All Waltham Forest children aged one to nine will be offered a booster shot of the vaccine
By Waltham Forest Echo

The sewage works in Newham, where signs of the virus spreading were first found (credit: Thames Water)
The sewage works in Newham, where signs of the virus spreading were first found (credit: Thames Water)

Children aged one to nine will be offered a booster dose of the polio vaccine after signs the virus is spreading in the borough.

While the overall risk to the population is still considered low, the Government hopes to reduce further spread and ensure a high level of protection from paralysis.

The UK Health Security Agency (UKHSA) first warned that vaccine-derived poliovirus had been found in east London’s sewage in June, suggesting “there has been some spread between closely linked individuals in North-East London”.

However, following further testing, evidence suggests “transmission has gone beyond a close network of a few individuals” in Waltham Forest and seven other London boroughs in north and east London.

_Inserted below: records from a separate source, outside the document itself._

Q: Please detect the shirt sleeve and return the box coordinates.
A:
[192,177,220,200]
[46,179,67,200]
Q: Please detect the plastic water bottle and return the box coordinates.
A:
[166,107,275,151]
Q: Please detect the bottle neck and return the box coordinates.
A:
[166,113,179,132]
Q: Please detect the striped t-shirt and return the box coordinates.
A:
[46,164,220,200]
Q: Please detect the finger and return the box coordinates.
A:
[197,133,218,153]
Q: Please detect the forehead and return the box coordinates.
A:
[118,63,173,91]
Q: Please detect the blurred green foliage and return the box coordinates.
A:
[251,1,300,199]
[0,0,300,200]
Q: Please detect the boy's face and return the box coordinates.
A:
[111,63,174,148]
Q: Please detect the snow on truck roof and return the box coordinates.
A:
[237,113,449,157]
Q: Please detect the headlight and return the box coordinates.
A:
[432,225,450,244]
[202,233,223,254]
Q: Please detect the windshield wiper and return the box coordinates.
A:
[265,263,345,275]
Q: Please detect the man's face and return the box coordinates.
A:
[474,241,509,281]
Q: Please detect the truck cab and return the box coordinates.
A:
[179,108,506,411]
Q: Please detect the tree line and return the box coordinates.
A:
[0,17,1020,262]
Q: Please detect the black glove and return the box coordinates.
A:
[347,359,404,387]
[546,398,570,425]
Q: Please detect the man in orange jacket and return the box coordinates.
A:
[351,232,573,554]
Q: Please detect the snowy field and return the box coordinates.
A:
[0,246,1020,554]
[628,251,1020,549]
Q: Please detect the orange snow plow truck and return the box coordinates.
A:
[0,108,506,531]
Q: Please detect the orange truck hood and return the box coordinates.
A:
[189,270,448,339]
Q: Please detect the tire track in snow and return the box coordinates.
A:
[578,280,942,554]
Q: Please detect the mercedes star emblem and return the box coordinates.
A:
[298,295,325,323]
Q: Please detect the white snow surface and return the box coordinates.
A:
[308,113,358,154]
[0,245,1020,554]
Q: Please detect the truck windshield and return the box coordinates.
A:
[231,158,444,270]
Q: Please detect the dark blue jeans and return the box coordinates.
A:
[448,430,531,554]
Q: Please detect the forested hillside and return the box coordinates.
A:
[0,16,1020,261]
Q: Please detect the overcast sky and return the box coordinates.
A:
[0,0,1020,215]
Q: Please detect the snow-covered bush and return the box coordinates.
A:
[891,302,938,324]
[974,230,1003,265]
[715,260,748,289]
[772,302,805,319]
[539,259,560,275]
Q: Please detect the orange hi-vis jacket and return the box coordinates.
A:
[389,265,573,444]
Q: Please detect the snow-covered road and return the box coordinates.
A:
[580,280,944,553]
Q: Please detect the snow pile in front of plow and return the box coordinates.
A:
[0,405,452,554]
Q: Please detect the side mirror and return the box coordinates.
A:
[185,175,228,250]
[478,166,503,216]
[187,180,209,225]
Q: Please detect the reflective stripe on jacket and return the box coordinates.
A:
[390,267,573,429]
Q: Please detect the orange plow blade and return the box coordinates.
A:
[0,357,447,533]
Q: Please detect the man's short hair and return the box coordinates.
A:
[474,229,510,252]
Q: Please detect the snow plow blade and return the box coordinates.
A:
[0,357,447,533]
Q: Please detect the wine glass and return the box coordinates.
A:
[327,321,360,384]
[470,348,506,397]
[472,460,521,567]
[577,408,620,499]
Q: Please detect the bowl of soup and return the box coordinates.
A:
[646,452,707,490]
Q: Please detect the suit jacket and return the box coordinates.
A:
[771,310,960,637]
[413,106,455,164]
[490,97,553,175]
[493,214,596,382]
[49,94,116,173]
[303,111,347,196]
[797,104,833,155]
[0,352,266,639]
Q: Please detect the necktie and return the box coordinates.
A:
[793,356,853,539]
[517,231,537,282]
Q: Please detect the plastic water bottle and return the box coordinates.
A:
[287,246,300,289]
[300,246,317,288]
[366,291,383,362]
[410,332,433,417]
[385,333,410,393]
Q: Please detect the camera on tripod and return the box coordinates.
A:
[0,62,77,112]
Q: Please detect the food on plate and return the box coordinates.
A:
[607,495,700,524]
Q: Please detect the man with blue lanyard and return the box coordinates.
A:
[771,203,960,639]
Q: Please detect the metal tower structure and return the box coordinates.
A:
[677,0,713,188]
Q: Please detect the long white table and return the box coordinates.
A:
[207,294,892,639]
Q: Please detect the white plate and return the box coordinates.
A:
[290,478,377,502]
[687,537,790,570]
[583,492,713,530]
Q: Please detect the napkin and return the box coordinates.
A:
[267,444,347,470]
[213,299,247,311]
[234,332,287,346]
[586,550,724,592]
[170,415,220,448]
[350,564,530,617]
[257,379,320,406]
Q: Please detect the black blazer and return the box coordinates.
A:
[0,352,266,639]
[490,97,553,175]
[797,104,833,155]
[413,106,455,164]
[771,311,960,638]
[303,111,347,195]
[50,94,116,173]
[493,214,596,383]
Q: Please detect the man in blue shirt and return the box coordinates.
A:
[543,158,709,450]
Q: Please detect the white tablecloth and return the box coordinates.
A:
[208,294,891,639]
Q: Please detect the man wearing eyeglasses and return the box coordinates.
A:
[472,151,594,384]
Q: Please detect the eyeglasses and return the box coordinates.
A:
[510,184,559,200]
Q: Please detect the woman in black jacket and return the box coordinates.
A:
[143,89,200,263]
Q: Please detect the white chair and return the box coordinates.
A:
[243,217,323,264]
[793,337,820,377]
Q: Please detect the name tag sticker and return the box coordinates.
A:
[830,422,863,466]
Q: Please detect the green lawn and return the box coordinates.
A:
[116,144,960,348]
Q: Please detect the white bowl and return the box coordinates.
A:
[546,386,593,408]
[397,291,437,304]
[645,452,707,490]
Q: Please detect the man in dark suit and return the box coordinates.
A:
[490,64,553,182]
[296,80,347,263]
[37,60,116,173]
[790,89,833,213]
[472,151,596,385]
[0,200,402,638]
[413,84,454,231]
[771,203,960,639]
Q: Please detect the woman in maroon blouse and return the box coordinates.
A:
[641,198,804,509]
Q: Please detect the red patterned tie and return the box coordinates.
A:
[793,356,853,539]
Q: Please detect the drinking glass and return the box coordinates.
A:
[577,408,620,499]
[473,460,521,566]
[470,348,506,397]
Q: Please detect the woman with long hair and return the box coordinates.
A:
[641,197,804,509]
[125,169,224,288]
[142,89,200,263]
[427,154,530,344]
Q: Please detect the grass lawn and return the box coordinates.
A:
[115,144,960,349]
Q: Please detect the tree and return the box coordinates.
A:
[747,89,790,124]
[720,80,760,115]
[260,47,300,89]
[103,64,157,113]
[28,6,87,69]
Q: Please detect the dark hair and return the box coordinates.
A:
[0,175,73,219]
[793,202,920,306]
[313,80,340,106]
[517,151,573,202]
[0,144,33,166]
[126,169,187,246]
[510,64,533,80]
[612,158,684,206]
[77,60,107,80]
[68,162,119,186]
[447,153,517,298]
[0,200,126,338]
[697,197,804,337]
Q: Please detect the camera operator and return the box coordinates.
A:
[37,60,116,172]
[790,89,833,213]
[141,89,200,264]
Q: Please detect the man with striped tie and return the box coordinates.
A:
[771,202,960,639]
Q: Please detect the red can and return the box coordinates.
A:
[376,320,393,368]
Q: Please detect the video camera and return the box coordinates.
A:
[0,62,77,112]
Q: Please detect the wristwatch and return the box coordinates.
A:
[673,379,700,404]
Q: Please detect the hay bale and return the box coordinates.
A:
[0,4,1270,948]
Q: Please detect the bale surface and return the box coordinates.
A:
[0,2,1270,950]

Booster vaccines will be offered first to children in Waltham Forest and other affected boroughs, followed by a “rapid rollout” across London.

Dr Vanessa Saliba, consultant epidemiologist at UKHSA said: “No cases of polio have been reported and for the majority of the population, who are fully vaccinated, the risk is low.

“But we know the areas in London where the poliovirus is being transmitted have some of the lowest vaccination rates. This is why the virus is spreading in these communities and puts those residents not fully vaccinated at greater risk.

“Polio is a serious infection that can cause paralysis… The last case of polio in the UK was in 1984 but, before we introduced the polio vaccination programme decades ago, around 8000 people would develop paralysis every year.

“It is vital parents ensure their children are fully vaccinated for their age. All children aged one to nine years in London need to have a dose of polio vaccine now – whether it’s an extra booster dose or just to catch up with their routine vaccinations.”

Polio is a stomach bug that can, in a very small number of cases, spread to the nervous system and cause muscle weakness, paralysis or even death.

The virus strains found are believed to have mutated from a weakened but living form of the poliovirus used to vaccinate people in some foreign countries, which has not been used in the UK since 2004. 

These weaker “vaccine viruses” can spread in under-vaccinated communities and, in the process, mutate into a stronger “vaccine-derived poliovirus”, which behaves more like the original strain. 

Covid vaccines do not use a live form of the virus, meaning a similar phenomenon will not happen.